There have been attempts to develop products that remove the unpredictability factor in human donor feces. For example, researchers in Toronto have designed a “robo-gut” – a synthetic colon that is pH-controlled, anaerobic, and has a nutrient slurry running through it like a real colon would – and they culture a few dozen microbes originally derived from the stool of healthy donor. They call their work the “rePOOPulate project” and report successfully curing 2 cases of human rCDI that did not relapse despite subsequent oral antibiotic use.28 Dr Elaine Petrof, the lead researcher behind the project, has a message for companies such as Rebiotix and Seres Health, which are trying to commercialize a “synthetic stool” product: “Honestly, good luck to you.”29 The Rebiotix product RBX2660 has done well in initial small unpublished trials, showing an 87% cure rate of human rCDI in a small trial.30

The Present

FMT is in an awkward place at present. It’s clearly providing benefit for some, but current FDA regulations are limiting clinicians from providing it. As a result, home-FMT how-to videos are being viewed tens of thousands of times.
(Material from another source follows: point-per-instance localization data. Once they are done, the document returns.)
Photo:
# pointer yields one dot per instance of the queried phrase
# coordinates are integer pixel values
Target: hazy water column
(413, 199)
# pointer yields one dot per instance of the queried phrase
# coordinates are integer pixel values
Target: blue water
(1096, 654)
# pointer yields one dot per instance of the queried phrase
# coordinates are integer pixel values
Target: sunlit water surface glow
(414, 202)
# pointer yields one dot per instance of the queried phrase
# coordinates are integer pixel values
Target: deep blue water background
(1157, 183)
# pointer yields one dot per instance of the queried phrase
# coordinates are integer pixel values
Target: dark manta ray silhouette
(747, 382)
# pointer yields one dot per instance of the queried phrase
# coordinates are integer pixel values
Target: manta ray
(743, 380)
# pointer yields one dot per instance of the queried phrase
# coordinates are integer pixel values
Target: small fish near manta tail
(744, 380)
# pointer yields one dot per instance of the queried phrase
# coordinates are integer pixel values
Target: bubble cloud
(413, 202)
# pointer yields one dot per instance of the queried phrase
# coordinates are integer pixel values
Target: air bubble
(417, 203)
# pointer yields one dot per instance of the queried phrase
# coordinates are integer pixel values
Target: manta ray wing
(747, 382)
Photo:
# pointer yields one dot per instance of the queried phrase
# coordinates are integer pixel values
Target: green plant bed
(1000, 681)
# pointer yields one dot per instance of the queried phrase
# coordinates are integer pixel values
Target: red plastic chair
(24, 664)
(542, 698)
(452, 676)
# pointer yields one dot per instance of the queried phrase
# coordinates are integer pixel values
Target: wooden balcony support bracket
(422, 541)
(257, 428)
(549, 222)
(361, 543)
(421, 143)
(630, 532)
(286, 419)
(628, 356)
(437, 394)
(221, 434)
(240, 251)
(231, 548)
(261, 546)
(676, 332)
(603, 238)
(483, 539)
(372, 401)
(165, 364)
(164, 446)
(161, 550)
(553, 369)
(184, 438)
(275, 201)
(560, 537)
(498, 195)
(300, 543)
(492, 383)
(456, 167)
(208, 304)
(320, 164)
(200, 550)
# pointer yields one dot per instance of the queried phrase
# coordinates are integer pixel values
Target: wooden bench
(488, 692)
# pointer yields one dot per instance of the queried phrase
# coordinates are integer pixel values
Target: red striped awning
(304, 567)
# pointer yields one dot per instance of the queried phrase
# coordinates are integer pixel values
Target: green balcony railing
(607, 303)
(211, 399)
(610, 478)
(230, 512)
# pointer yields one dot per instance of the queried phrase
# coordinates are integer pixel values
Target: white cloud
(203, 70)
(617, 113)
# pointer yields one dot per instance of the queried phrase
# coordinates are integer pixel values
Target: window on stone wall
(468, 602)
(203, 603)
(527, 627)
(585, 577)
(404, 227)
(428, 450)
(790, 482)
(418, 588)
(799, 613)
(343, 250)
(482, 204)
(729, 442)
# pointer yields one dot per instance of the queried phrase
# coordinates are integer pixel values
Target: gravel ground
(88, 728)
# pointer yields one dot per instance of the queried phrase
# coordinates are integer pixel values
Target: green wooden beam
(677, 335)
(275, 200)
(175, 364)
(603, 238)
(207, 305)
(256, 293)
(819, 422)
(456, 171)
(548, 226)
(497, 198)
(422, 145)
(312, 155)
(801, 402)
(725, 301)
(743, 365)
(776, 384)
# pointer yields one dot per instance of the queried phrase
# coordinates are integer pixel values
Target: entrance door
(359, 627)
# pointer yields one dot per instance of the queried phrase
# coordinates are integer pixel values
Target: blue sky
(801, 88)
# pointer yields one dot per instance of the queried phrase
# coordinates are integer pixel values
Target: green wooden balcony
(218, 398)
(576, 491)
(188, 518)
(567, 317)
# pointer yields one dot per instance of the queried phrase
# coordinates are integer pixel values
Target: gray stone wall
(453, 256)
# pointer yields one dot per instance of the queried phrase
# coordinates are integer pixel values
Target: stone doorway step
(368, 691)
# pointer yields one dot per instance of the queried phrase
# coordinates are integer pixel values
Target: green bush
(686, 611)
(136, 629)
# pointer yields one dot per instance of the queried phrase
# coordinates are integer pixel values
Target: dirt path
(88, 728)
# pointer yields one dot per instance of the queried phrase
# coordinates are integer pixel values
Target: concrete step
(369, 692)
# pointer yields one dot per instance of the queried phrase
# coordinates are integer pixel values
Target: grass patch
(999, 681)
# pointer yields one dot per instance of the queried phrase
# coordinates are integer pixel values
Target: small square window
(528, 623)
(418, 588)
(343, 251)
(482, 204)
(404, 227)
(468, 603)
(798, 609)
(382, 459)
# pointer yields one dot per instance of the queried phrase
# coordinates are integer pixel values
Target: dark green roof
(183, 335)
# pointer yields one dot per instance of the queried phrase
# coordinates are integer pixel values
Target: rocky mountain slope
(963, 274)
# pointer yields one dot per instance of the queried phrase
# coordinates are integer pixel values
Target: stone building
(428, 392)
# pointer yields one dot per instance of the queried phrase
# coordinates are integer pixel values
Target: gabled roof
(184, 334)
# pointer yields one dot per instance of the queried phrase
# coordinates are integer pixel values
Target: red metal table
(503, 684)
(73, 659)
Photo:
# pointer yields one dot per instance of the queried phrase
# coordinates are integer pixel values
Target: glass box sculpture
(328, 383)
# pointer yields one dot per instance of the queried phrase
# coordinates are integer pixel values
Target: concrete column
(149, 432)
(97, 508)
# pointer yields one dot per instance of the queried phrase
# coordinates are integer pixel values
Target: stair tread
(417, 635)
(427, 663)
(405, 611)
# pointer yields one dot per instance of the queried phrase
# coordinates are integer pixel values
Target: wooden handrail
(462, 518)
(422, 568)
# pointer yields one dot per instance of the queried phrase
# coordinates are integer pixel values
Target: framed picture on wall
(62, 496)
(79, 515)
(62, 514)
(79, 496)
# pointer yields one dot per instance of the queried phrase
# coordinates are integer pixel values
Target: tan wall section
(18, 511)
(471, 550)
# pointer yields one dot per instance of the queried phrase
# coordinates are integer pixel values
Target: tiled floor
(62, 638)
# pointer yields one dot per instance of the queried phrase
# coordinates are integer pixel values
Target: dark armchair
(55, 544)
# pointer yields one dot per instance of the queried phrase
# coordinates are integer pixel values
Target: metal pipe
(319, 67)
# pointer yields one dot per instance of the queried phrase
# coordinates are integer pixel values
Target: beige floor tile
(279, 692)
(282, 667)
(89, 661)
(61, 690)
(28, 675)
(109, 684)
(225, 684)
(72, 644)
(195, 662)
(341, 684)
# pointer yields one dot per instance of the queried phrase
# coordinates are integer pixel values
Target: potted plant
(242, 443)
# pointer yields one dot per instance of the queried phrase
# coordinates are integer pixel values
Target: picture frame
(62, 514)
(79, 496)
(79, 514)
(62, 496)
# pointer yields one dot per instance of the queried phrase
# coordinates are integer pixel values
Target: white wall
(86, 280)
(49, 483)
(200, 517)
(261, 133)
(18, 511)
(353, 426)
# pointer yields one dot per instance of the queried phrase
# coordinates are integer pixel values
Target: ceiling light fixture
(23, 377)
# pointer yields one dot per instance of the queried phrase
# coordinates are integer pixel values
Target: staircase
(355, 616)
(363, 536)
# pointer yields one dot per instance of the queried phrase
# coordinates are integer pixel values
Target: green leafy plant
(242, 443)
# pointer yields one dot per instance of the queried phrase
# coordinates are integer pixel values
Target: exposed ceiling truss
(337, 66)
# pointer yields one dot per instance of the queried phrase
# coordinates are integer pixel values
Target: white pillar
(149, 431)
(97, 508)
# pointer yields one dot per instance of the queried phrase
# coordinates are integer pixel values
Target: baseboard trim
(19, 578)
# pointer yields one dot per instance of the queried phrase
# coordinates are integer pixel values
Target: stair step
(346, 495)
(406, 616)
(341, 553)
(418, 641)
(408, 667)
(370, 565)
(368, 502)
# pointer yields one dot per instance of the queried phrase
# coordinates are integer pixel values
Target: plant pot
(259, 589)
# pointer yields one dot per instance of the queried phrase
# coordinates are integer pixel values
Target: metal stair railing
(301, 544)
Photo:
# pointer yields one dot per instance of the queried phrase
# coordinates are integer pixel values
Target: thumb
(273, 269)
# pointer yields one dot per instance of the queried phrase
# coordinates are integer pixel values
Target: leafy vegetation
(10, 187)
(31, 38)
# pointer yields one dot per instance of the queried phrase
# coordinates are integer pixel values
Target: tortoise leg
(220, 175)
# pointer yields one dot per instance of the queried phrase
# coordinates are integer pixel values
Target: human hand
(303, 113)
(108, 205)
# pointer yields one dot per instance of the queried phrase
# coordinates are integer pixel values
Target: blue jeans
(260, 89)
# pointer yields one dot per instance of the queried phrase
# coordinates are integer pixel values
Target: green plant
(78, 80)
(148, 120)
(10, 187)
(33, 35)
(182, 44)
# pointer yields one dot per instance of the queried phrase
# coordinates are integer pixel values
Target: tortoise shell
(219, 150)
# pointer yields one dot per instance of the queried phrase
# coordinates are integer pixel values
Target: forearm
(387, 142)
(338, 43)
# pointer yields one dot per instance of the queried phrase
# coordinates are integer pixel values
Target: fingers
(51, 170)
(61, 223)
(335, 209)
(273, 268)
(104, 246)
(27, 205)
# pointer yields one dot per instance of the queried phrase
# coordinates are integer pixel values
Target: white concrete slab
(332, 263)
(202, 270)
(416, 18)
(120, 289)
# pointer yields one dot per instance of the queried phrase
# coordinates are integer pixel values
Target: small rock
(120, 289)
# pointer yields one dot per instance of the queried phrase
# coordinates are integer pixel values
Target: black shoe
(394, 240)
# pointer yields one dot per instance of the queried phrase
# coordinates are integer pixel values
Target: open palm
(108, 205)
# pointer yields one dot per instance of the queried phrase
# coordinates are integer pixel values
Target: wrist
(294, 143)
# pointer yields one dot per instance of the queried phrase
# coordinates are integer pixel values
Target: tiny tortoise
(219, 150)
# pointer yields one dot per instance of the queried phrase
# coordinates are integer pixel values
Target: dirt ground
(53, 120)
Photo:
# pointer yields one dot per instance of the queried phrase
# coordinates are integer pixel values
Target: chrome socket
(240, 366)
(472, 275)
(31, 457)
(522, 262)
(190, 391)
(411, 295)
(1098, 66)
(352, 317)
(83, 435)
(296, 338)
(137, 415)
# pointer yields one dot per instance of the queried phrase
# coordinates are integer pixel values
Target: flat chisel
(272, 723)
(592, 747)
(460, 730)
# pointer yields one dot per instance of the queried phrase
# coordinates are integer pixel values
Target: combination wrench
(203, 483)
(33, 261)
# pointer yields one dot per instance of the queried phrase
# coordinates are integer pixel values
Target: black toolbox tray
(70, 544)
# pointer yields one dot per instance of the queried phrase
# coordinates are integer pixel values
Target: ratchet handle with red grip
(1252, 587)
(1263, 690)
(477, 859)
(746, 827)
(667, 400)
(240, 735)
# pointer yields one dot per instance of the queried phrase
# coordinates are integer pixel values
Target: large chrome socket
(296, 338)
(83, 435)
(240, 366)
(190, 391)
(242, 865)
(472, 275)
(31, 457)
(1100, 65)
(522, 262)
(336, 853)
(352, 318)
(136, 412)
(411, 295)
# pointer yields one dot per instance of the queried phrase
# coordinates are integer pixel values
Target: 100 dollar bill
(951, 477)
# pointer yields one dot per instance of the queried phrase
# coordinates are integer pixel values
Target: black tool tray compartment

People are doing FMT at home, sometimes with unscreened donors, or with their own stool, or their pet’s stool, or in milkshakes. People want this therapy and they don’t need a clinician to get it, but they are likely to experience less harm, and potentially reap more benefit, if they do FMT with the knowledge and guidance of an informed clinician. Clinicians supporting their patients through home-FMT might invoke the harm-reduction models of needle-exchange programs and safe-sex programs championed by public health advocates and clinicians. Even in a world of emerging microbial medicines seeking to be licensed as drugs, I believe that being knowledgeable about the safety, efficacy and best practice of FMT will serve clinicians of this generation for their whole careers.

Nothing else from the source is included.